Scott Walker, 47 anos, governador do Wisconsin, é desde esta segunda oficialmente candidato à presidência dos EUA.

Um «tweet» inadvertidamente libertado pela sua campanha já o tinha antecipado na sexta, mas, na verdade, até a data do anúncio já era conhecida há semanas.

O mais importante, mesmo, é apontar Walker como o mais forte «challenger» ao favoritismo de Jeb Bush para a nomeação republicana.

Líder das sondagens no Iowa, bem posicionado no segundo estado de arranque, o New Hamphire, Scott Walker pode aproveitar o calendário das primárias para perturbar a dinâmica da corrida republicana.

Sem a dimensão nacional de Jeb Bush, Chris Christie ou até Marco Rubio, Scott Walker foi conseguindo, nos últimos 12 meses, posicionar-se como candidato a ter em conta na corrida republicana.
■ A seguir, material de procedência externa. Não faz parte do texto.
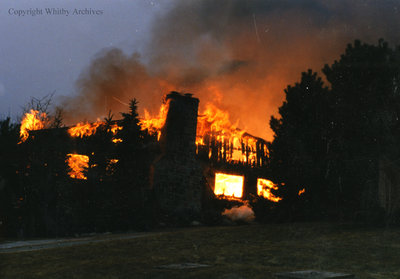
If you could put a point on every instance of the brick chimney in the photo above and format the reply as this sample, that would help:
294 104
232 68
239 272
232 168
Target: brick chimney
177 177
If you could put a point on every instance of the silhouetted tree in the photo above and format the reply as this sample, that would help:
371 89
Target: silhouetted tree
298 152
365 122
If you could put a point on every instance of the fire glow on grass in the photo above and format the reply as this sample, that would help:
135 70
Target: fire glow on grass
33 120
264 187
78 165
228 185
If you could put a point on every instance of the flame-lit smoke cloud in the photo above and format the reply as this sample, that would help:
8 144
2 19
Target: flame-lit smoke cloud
243 213
240 55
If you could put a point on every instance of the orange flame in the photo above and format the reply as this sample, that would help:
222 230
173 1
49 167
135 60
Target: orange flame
154 125
236 145
78 164
84 129
33 120
264 187
230 186
302 191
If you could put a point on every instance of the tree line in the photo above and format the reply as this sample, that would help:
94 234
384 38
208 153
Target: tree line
334 131
331 136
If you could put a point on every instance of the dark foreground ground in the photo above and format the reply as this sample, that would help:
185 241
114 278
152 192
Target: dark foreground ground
251 251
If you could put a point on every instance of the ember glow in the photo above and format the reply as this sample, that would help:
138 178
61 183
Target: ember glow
84 129
228 185
154 124
264 187
33 120
78 165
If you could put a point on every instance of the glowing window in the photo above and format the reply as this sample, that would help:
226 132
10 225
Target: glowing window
228 185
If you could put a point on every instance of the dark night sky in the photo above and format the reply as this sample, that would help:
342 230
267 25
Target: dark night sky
235 54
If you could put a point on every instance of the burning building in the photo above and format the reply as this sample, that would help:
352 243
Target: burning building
197 154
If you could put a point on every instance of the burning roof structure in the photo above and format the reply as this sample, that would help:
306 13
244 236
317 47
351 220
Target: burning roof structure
196 151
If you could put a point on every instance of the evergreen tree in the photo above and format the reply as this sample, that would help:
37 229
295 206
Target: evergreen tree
298 152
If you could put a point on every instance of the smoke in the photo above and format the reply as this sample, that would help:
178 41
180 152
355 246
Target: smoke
243 213
239 55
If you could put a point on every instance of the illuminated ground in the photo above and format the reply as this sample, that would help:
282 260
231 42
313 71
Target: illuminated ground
255 251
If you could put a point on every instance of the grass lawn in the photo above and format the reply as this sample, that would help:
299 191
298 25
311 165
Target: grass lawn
251 251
É um governador muito popular no Wisconsin (estado importante para a batalha final, por ser um dos que ora vota democrata, ora vota republicano), Walker teve uma primeira vitória local ao «queimar» a candidatura do outro republicano «presidenciável» do Wisconsin: Paul Ryan.

A reeleição para o governo do Wisconsin, em novembro passado, fez de Scott Walker um dos maiores vencedores da noite histórica que os republicanos obtiveram nas «midterms» de 2014.

A partir daí, a sua candidatura presidencial de 2016 passou a ser inevitável.

Estudou na Universidade Marquette, mas não acabou o curso.

A «não licenciatura» de Scott até já passou a ser tema nas intermináveis discussões nos programas de comentário político nas televisões americanas. E, de facto, contrasta com a elevada preparação académica de vários candidatos (até dos menos prováveis, como o polémico e radical Ted Cruz, que tem no currículo duas «Ivy League», Princeton e Harvard).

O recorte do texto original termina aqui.